Miscellaneous compounds
Precursor compounds such as phenylalanine, ferulic acid hexoside and tryptophan were grouped under this epigraph (Figure 6). Phenylalanine, along with Tyr, is the precursor of all aromatic compounds (among which flavonoids and phenolic acids are found) through reaction catalyzed by PAL and CHS. Results indicated that this precursor compounds are not limiting for all derived compounds and therefore differences in flavonoid composition are due to variations in the expression of genes encoding for metabolic enzymes acting downstream CHS. To this respect, ferulic acid hexoside was scarce in juices of ‘Sucrenya’ but, conversely, this variety did not show any limitation in flavonoid biosynthesis (Figure 5), suggesting that biosynthetic restrains did not affect steps upstream ferulic acid.
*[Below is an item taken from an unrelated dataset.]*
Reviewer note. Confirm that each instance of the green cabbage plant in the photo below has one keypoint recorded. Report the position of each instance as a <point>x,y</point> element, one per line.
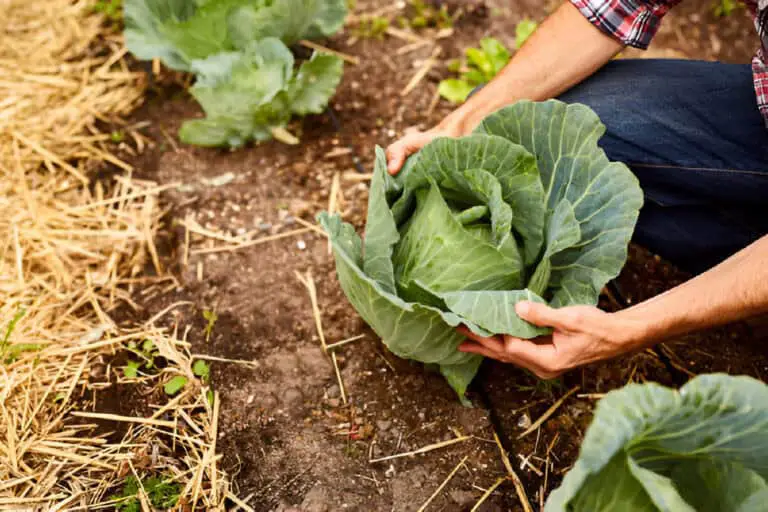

In the rest of genotypes, this metabolite was moderately abundant with the exception of ‘Fortune’ and ‘Midknight’ which juices had significantly higher levels of this compound. Content of tryptophan, an aminoacid precursor of indolic compounds and the auxin indole-3-acetic acid, was found to be extremely scarce in the vast majority of citrus varieties assayed with the exception of the two grapefruit cultivars studied, with values four-fold higher than the average levels.
Conclusions
Organoleptic quality is associated not only to primary attributes such as soluble solids (sugars) and acids (mainly citric acid) but other minor compounds such as triterpenoids, flavonoids, coumarins and anthocyanidins. Recently, these compounds have gained scientific and commercial attention due to their beneficial effects on human health and also as important phylogenetic markers. It is well known that metabolites are the downstream products of gene expression and, as such, subjected to a thorough selection process. Therefore, secondary metabolites can be used either as quality traits or as markers for the selection and/or certification of different fruit sources [12] or for the physiological evaluation of plant genotypes [7]. To this regard, in this work we have focused only in commercial subspecies arising from reciprocal crosses between different citrus ancestor lines: Citrus maxima (pummelo), Citrus reticulata (mandarin), Citrus medica (citron) and Citrus aurantifolia (mexican lime). To further investigate the inheritance of specific metabolite traits, an exhaustive analysis including these ancestor species should be performed. Nevertheless, the results presented in this manuscript indicate that LC/ESI-QTOF-MS non-targeted metabolite profiling is an efficient technique to profile secondary metabolites in citrus juices with little sample processing (squeezing, centrifuging and filtering). In addition, this technique could be coupled to multivariate analysis as data mining technique to allow separation of different fruit sources: lemons, grapefruits, mandarins, navel and blonde oranges and, more importantly, the differentiation of varieties within a particular group.
Acknowledgements
This project was funded by the Spanish Ministerio de Economia y Competitividad (MINECO) and Universitat Jaume I through grants AGL2013-42038-R and P1 1B2013-23, respectively, to Aurelio Gómez-Cadenas. LC/ESI-QTOF-MS measurements were carried out at Central Instrument Facilities (SCIC) of Universitat Jaume I, assistance of Dr. Cristian Vicent in mass spectrometric measurements is greatly acknowledged.
Abbreviations
- LC/MS
Liquid chromatography coupled to mass spectrometry
- PTFE
Polytetrafluoroethylene, teflon
- QTOF-MS
Quadrupole time-of-flight mass spectrometry
- HPLC
High performance liquid chromatography
- ESI
Electrospray ionization
- HCA
Hierarchical cluster analysis
- PLS-DA
Partial least squares discriminant analysis
- VIP
Variable importance for the projection (related to PLS-DA)
- ABA
Abscisic acid
- NCED
Nine cis-epoxycarotenoid dioxygenase
- ANOVA
Analysis of variance
- PA
Phaseic acid
- DPA
Dehydrophaseic acid
- ABAGE
Abscisic acid glycosyl ester
- PAL
Phenylalanine ammonia lyase
- CHS
Chalcone synthase
Additional files
Footnotes
Competing interests
The authors declare that they have no competing interests.
Authors’ contributions
VA, DJI and AGC designed and planned experiments. DJI harvested and authenticated citrus samples. VA performed sample processing, instrument measurements and analysis of data. VA and AGC wrote the manuscript and elaborated results. All authors have read and approved the final version of the manuscript.
Contributor Information
Vicent Arbona, Email: vicente.arbona@camn.uji.es.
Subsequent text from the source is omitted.